Ich muss mir dringend ein paar Scans des Stürmer und des Völkischen Beobachters auf dem Schwarzmarkt besorgen. Bei dem Aufheben, das unsere besorgten Landesväter um diese Zeitungen machen, muss von den Worten geradezu magische Wirkung ausgehen, ein echter Mythus des 20. Jahrhunderts. Die paar Exemplare, die ich hoffentlich legal im Deutschen Historischen Museum finde, reichen leider nicht aus, um mich zu faszinieren.
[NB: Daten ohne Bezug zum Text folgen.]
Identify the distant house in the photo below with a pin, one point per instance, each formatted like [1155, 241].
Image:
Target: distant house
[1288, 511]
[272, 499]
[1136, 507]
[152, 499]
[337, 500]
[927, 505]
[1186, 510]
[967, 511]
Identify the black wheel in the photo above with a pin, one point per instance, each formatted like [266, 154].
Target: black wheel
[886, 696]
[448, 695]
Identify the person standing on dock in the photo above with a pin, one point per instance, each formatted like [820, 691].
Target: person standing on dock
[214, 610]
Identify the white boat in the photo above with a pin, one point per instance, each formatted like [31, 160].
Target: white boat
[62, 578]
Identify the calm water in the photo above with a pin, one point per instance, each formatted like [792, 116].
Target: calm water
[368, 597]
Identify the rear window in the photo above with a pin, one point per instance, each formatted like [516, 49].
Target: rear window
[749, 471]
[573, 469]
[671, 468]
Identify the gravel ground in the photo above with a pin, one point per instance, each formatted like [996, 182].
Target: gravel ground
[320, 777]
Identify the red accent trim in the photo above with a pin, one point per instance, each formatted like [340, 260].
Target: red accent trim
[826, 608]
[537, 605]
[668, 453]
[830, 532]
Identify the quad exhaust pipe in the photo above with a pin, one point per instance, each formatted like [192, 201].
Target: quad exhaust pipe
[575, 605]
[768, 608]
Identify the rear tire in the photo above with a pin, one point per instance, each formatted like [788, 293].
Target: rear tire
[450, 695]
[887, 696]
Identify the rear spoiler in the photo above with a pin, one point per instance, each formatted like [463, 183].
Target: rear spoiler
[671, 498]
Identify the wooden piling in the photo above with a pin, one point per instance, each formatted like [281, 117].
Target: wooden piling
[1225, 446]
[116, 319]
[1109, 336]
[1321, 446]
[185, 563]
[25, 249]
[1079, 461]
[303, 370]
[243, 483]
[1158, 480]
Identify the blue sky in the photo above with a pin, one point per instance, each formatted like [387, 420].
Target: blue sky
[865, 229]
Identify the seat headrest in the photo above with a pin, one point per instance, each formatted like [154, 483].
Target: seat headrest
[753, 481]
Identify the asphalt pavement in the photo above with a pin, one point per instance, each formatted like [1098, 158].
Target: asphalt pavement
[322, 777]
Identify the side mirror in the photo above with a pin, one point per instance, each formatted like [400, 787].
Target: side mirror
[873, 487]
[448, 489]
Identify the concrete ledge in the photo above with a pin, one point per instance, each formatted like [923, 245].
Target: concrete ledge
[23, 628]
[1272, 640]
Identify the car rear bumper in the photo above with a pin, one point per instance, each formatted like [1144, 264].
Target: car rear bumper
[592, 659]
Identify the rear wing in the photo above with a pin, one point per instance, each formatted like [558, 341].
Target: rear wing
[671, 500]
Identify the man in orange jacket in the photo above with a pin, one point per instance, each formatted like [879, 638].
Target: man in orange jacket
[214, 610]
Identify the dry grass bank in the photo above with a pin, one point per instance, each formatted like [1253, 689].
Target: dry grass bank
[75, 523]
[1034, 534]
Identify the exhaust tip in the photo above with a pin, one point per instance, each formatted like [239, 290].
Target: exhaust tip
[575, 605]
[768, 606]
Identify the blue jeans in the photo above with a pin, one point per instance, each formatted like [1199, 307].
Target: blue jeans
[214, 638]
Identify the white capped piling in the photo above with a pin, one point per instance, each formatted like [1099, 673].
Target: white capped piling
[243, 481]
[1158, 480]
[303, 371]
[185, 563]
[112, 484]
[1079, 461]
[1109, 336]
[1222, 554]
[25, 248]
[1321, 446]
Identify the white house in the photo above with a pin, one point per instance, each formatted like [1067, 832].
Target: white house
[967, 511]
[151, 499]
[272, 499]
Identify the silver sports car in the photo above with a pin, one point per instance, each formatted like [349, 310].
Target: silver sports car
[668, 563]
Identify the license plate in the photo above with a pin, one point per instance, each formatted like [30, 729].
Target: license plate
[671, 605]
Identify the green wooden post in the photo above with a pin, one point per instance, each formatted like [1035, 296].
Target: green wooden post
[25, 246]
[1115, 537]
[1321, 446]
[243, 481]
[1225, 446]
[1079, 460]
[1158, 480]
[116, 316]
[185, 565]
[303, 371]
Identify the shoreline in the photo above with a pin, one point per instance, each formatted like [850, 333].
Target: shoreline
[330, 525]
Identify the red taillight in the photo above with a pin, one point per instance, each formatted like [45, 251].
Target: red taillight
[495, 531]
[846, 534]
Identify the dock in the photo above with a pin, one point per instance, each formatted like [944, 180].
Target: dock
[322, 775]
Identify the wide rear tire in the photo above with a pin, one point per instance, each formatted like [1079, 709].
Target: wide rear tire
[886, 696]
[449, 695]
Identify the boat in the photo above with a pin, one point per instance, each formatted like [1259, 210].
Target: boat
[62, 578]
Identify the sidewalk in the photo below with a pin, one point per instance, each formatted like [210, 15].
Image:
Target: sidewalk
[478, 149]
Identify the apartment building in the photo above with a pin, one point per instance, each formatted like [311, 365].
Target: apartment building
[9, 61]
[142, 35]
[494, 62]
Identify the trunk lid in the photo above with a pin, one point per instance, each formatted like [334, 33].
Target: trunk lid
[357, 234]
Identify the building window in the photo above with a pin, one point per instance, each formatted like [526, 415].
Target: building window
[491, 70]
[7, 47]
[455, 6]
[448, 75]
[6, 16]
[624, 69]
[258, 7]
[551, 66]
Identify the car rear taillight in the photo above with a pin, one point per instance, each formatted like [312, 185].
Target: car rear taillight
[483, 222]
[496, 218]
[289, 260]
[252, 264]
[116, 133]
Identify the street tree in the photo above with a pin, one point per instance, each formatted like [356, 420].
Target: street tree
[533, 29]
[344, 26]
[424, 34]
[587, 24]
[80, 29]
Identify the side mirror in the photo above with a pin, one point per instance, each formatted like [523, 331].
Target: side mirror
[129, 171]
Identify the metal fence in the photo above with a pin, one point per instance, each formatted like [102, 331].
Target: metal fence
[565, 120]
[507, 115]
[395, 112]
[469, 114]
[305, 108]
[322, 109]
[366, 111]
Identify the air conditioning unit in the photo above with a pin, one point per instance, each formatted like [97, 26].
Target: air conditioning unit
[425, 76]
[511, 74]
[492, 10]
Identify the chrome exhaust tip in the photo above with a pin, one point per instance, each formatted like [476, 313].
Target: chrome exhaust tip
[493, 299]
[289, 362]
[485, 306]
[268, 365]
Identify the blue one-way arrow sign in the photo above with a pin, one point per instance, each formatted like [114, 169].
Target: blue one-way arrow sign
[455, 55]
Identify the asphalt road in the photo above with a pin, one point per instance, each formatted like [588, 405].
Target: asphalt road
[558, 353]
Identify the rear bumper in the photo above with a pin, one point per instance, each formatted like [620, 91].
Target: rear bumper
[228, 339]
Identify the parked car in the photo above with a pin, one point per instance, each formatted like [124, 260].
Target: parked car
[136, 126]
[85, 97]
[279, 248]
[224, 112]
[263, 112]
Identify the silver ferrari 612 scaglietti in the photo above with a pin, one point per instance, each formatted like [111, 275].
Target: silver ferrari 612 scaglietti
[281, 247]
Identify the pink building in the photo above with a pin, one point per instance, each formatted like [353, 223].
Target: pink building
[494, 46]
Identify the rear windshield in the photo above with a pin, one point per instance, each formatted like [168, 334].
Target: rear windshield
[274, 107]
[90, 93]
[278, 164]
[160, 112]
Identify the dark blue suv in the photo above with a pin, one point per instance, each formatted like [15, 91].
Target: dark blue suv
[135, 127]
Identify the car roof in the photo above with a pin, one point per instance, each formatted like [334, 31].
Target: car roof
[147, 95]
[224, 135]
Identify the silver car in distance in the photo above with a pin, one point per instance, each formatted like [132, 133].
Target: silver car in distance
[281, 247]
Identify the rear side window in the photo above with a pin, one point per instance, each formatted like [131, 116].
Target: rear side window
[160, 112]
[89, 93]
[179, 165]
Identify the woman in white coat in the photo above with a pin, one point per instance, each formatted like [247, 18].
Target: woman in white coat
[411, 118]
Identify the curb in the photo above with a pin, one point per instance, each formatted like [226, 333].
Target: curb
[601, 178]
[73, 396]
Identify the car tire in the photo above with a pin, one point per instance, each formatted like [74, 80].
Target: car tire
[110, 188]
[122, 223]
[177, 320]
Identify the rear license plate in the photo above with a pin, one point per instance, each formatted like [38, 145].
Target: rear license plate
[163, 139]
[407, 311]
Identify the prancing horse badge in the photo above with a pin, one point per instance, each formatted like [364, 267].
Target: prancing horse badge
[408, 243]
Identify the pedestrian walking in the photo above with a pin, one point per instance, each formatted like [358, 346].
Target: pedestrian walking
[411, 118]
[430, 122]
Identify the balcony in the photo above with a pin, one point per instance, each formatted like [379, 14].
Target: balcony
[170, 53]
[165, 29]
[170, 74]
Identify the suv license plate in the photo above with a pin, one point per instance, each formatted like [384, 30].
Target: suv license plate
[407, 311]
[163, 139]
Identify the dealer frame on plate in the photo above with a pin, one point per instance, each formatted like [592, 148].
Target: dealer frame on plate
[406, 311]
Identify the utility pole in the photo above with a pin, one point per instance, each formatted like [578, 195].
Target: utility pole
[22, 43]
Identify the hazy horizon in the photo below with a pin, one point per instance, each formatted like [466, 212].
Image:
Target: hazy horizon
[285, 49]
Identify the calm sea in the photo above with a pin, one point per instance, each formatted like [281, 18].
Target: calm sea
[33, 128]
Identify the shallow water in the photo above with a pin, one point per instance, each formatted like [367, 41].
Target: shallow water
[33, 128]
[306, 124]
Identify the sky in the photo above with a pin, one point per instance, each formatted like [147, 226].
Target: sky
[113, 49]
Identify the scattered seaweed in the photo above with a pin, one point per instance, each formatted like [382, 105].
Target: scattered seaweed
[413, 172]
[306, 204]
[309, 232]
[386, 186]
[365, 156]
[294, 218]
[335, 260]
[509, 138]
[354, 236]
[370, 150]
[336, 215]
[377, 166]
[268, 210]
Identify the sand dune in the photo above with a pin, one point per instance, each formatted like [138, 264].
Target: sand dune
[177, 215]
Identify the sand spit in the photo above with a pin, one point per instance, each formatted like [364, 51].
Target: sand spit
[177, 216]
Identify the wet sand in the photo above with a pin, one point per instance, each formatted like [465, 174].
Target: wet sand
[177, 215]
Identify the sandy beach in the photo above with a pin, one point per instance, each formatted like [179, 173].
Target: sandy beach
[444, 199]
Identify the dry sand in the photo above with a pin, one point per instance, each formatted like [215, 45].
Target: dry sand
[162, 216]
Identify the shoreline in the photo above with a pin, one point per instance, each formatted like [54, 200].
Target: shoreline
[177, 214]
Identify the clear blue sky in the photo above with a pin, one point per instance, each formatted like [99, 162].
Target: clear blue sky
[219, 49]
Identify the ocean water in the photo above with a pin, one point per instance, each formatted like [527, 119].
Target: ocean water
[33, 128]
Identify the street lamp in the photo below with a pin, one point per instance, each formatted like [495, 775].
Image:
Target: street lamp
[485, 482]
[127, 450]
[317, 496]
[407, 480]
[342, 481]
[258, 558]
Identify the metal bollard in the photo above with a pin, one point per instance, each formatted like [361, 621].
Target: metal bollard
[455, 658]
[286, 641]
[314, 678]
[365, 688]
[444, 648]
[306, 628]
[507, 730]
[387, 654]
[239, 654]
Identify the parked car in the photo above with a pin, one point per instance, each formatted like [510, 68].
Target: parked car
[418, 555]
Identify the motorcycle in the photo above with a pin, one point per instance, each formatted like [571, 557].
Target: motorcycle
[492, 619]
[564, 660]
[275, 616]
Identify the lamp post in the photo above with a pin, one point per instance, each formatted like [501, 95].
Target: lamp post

Auch die Symbolik muss ergreifend sein. Eigentlich komisch, dass mich die paar Hakenkreuze, Adler und Runen im Bücherschrank nie so richtig gepackt haben. Inhaltlich sind die Bücher ja alle unbedenklich, aber schon die Covers sollten eigentlich eine Gefahr darstellen. Dabei hab ich die Umschlagbilder in einem Alter angesehen, in dem der junge deutsche Mann noch formbar ist und sich sofort einen neuen Haarschnitt verpasst, sobald er infiziert ist. Und zu den völkisch bewegten hätte ich es damals nicht weit gehabt. Die Wiking-Jugend war damals recht aktiv in meiner Gegend und noch nicht verboten. Heute hab ich natürlich alle Buchumschläge verpixelt, um nicht in Versuchung zu geraten.
Vielleicht bin ich aber auch deshalb kein rechter Idiot geworden, weil mir niemand gesagt hat, dass ich das nicht lesen darf. Ich glaube, das Interesse für verbotene Literatur hätte mich erst so richtig motiviert, tiefer in die Vorstellungswelt nationaler Dichter und Denker einzusteigen und vielleicht hätte es mir ja gefallen. Aber mir hat ja keiner gesagt, dass der korrekte Zugang zur deutschen Geschichte irgendwo zwischen der History-Show "Hitlers Köche - als Vegetarier in der Wolfsschanze" und der DVD "Deutsche Panzer" (Metallbox-Edition) liegt.
Ausländer tun sich da natürlich leichter, das Time Magazin dieser Zeit gibts zum Beispiel online zu lesen. Nichts für Neonazis, weil die Leute da waren eher links und ausserdem siehts einfach komisch aus, im englischen Text immer "Herr Hitler" und "Old Paul" [von Hindenburg] zu lesen. Aber die panzerbegeisterten Nachfahren unserer Krieger kommen auch dort auf ihre Kosten:
The battlefront disappeared, and with it the illusion that there had ever been a battlefront. For this was no war of occupation, but a war of quick penetration and obliteration—Blitzkrieg, lightning war. Even with no opposition, armies had never moved so fast before. Theorists had always said that only infantry could take and hold positions. But these armies had not waited for the infantry. Swift columns of tanks and armored trucks had plunged through Poland while bombs raining from the sky heralded their coming.
Wäre schön, wenn sich Hitlers Erben Nachlassverwalter im Bayerischen Finanzministerium auch dazu durchringen könnten, mit Zeitdokumenten so normal umzugehen wie andere Länder. Von mir aus auch nur als Text, da müssen sie die Hakenkreuze sowieso weglassen. Und die Neonazis müssen nicht extra Frakturschrift lernen um den Völkischen vor 1941 zu lesen. So bleiben wichtige Ressourcen im Kopf frei.